Musikalische Plaudereien

MZ 02.11.2011

Artikel von Gina Apitz – Für ihn sei es eine Premiere, sagt Günter Klatt und lächelt. Früher war er ja immer hinter der Bühne und nun müsse er plötzlich vor Leuten sprechen, das sei er gar nicht gewohnt. Von Aufregung spürte man am Freitagabend jedoch nichts.

Günter Klatt – schwarzes Jackett, blaue Krawatte, Brille auf der Stirn – kann gut erzählen. Ein Glas Rotwein soll helfen, die Zunge zu lockern. Zu einer „musikalischen Plauderei“ war der 76-Jährige eingeladen. Die Dessauer Musikschule in der Medicusstraße hatte die neue Reihe ins Leben gerufen. Den Anlass bot der kürzlich erworbene Steinway-Flügel. Der Klavierbauer Klatt hatte mitgeholfen, das wertvolle Instrument auszusuchen.

Über Spendenaktionen, darunter das 88-Tasten-Projekt, war das Instrument schließlich gekauft worden (die MZ berichtete). 531,69 Euro stehen allerdings noch aus. Die versuchte man am Freitag über den Verkauf von Getränken herein zu bekommen. „Der Flügel ist doppelt so alt wie ich“, sagte dazu Klatt und verglich ihn mit einem guten Wein. „Es ist immer Geschmackssache.“ Der große Vorteil des Steinways: Er ist sehr robust. Auch schwungvolle Stücke von Franz Liszt halte das Instrument aus.
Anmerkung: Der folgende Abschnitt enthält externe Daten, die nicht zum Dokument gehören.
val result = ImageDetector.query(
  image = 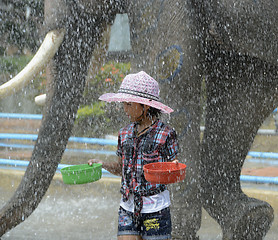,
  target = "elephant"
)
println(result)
[0,0,278,240]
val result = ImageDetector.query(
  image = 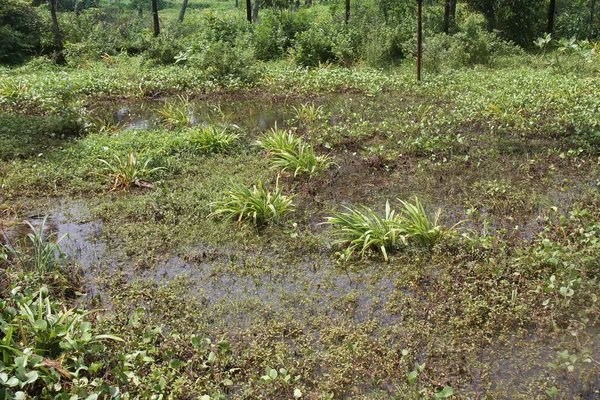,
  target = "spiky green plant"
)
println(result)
[256,127,302,154]
[270,143,334,176]
[2,215,67,276]
[189,125,239,153]
[211,181,294,226]
[324,201,406,261]
[257,129,334,176]
[398,196,446,247]
[156,96,193,128]
[292,103,323,123]
[98,151,164,190]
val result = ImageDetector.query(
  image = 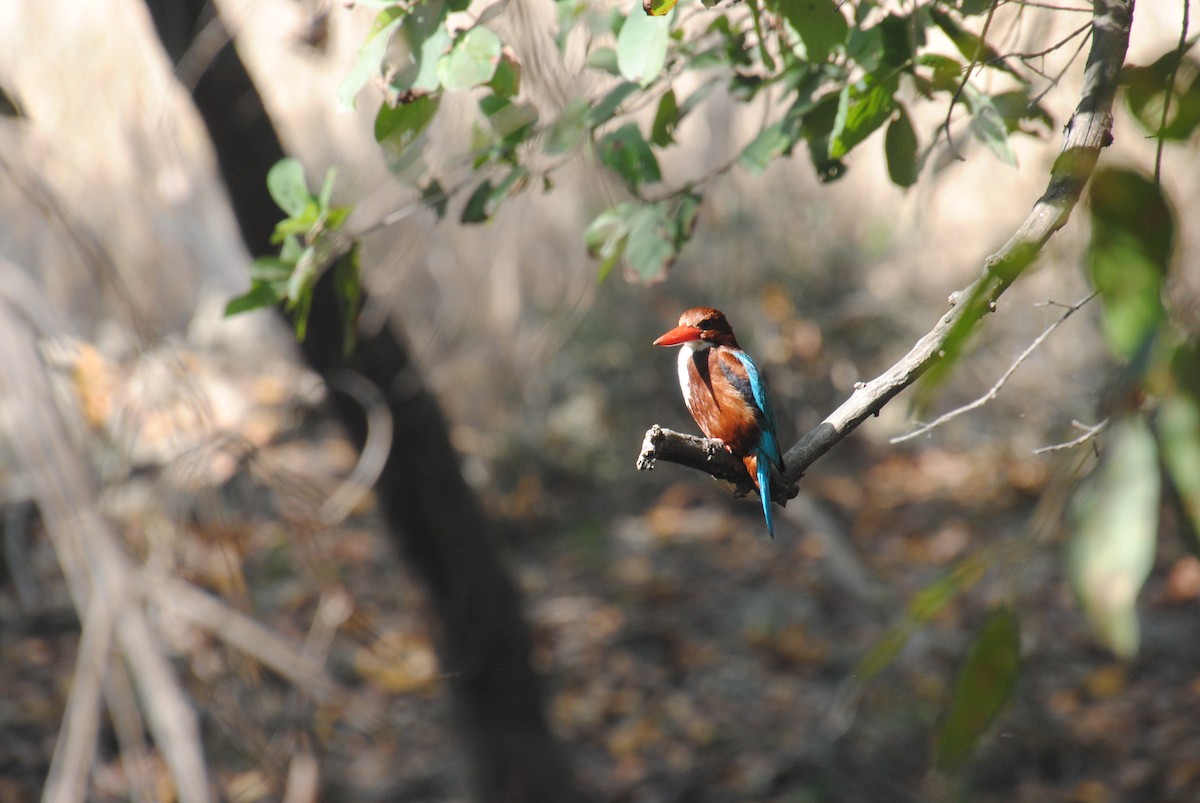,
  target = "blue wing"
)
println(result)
[733,349,784,465]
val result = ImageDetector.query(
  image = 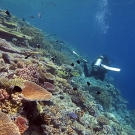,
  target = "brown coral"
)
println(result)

„Ein Zufallstreffer“, sei es gewesen, den Gutachter kennen zu lernen, sagt Joachim Landgraf, Vorsitzender des Förderkreises der Musikschule. Bei einer Feier habe er Günter Klatt angesprochen. Später kam ihm dann die Idee, den Klavierbauer einfach aus seinem Leben erzählen zu lassen. In 55 Berufsjahren hat dieser schließlich so einiges erlebt. Pro Tag stimmte er drei bis vier Instrumente. „Da kommt schon was zusammen“, sagt Klatt heute. Auch wenn den Klavierstimmern in der Regel wenig Aufmerksamkeit zuteil wird, weiß der Experte: „Wenn das hinter der Bühne nicht funktioniert, dann ist der vorne aufgeschmissen.“ Er hat es selbst erlebt, dass beim Spielen Saiten rissen. Dann muss man schnell handeln. Ursprünglich hatte Günter Klatt, der in West-Berlin aufwuchs, eine Bäckerlehre begonnen, wechselte dann aber zu Klavierbauer, weil man ihm ein gutes Gehör bescheinigte. „Aber es hieß, das ist eine brotlose Kunst.“ Arbeitslos war Klatt später jedoch nicht. Viele Jahre betreute er Flügel der Berliner Philharmoniker und Instrumente von Herbert von Karajan oder Günter Grass. Seinen Anekdoten und dem Spiel der Musikschüler lauschten die Zuhörer am Freitag abwechselnd.